AVEG-KON: Mülteci örgütleri bir araya gelerek ortak hareket etmeli

Mülteci Konferansı sonuç bildirgesini açıklayan AVEG-KON, “Mülteci örgütleri bir araya gelerek ortak hareket etmeli, kamuoyu yaratabilecekleri uluslararası bir inisiyatif oluşturmalı ve bir iletişim aracı kurmalıdır” ifadelerini kullandı.
Avrupa Ezilen Göçmenler Konfederasyonu (AVEG-KON), 22 Şubat 2025 tarihinde Almanya’nın Köln kentinde gerçekleştirdiği Göçmen ve Mülteci Düşmanlığına Karşı Enternasyonal Mücadele Konferansı’nın sonuç bildirgesini yayınladı.

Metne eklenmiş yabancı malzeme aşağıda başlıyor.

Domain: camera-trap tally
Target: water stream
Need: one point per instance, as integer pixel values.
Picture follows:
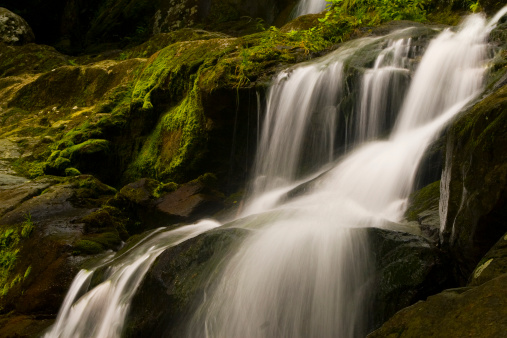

Dünyanın dört bir yanında milyonlarca insanın savaş, yoksulluk, sömürü, baskı, şiddet ve ekolojik yıkımdan dolayı göç yollarına düştüğü belirtilen bildirgede, göç olgusunun sömürgecilik ve emperyalist küreselleşmenin tarihsel olarak bugüne taşıdıklarıyla doğrudan bağlantılı olduğu ifade edildi.
“Hangi düzlemde gelişirse gelişsin, her düzeydeki nüfus hareketliliği dünya işçi sınıfı ve ezilenlerinin, haklarından mahrum bırakılanların, emperyalist-kapitalist sömürü sisteminin, savaş ve işgallerinin büyük yıkımlara sürüklediği geniş ve çok değişik toplumsal kesimlerin yeni bir yaşam ve gelecek arayışlarının bir ifadesidir” denilen bildirgede, mülteciliğin siyasi ve insani bir sorun olduğu, yerel ve bölgesel olmanın ötesinde dünyasal olduğu vurgulandı.
Mültecilik sorununun bir başka nedeninin de ekolojik yıkım olduğuna işaret edilen bildirgede, “Ekolojik yıkım kaynaklı göç, küresel bir krizdir ve yalnızca çevresel değil, aynı zamanda ekonomik, sosyal ve politik boyutları da vardır” denildi.
Savaşlardan kaçarak Avrupa ya da Kuzey Amerika’ya ulaşmaya çalışan insanların sınırlarda saldırı, tecrit, reddedilmeyle karşı karşıya kaldıkları belirtilen bildirgede, “Avrupa’ya ulaşmayı başardıklarında ise, kamplarda adeta tecrit koşullarında tutulmakta, sınırdışı edilme tehdidi altında ırkçı yasalar ve nefret söylemi yoluyla aşağılanmaktadırlar” ifadeleri kullanıldı.
‘SAVAŞLARLA MİLYONLARCA İNSAN GÖÇE ZORLANIYOR’
“Ukrayna’dan Afrika ülkelerine, Kürdistan’dan Filistin’e süren ve giderek Ortadoğu’ya yayılan savaşlarda on binlerce insan katledilmekte, yerleşim birimleri ve yaşam için gerekli tüm altyapı yok edilerek milyonlarca insan göçe zorlanmaktadır” denilen bildirgede, emperyalist devletlerin savaş politikalarının gelecekte çok sayıda yeni göç dalgasına yol açacağına işaret edildi.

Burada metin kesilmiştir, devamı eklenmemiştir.